站住你大爺,長樂頭也不回地走了。
胤禛悻悻,他說什麼了,這麼大脾氣!他一時又氣惱又下不來台,這個女人越來越囂張了,這東西若是獻上去,只怕要騎在他頭上了!
他氣得往凳子上一坐,兀自生了會兒悶氣。
大約一個時辰後,海保急匆匆地趕來了,手裡拿著一個盒子,打了個千兒,「奴才給爺請安,爺吉祥。」
「起來,將莊子上的事兒如實道來。盒子裡面是什麼?是記錄的那些人的症狀變化是不是?」
「是。」海保立刻遞了上去。
胤禛一一看了,愈發篤定,上面記錄的非常詳實,在主要的是還有李氏自己的症狀,她方方面面都想到了,可這也太巧了,這恰好是不是太湊巧了些。
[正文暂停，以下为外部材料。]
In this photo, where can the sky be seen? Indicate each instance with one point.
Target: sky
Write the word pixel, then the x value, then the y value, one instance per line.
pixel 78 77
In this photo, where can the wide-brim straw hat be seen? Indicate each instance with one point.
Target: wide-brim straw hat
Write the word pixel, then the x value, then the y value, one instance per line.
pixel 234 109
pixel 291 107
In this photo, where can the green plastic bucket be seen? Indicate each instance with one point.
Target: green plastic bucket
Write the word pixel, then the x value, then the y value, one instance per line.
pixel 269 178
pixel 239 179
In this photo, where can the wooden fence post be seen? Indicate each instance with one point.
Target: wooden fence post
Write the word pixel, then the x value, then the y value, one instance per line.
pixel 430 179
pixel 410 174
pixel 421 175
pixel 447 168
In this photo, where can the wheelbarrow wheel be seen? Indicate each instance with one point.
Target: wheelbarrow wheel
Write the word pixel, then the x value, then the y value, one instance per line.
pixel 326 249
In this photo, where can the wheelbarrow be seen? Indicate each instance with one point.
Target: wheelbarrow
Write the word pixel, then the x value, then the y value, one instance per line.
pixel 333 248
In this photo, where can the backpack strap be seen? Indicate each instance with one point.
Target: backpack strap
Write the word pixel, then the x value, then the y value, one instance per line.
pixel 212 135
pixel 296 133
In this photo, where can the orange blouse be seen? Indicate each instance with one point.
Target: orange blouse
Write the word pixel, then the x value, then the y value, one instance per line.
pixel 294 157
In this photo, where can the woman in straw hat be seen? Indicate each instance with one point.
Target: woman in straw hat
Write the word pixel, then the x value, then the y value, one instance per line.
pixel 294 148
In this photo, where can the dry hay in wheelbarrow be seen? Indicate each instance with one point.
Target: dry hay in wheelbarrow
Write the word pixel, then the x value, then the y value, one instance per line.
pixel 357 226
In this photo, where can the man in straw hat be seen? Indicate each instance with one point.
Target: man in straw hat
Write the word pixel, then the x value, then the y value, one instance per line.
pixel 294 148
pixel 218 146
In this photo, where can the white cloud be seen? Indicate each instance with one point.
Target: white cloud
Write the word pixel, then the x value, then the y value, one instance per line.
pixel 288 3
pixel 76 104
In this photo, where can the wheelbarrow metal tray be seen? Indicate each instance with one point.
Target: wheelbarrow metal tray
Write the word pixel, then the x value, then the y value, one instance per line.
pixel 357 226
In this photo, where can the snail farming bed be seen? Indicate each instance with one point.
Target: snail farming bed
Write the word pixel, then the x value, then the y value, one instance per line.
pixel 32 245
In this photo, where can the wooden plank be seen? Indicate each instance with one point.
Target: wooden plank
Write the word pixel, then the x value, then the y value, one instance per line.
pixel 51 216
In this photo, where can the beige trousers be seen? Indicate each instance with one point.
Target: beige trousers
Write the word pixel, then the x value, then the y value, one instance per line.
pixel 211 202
海保從側福晉來到莊子上開始說起,一一道明,沒有漏掉一處要緊處,胤禛不住點頭,眼眸深邃,「讓你去江南查的事兒如何了?」
海保將袖子裡的東西遞了過去,「奴才一頓威嚇,李縣令嚇得什麼都說了,那治痢疾的藥的確是山野郎中給李縣令的,奴才問一共給了多少,那郎中何在,可還有藥,李縣令只答不記得多少,說郎中走後就再也沒見過,奴才還拿到了這個東西……」
他將袖子裡的東西小心拿出來,「爺請看。」
胤禛接過,打開只見紙上畫著幾個盆栽,畫十分稚嫩,筆意粗糙,上面漆黑的筆墨來自木炭條,雖然看不出年歲,但紙張泛黃,應已是多年前的事兒了。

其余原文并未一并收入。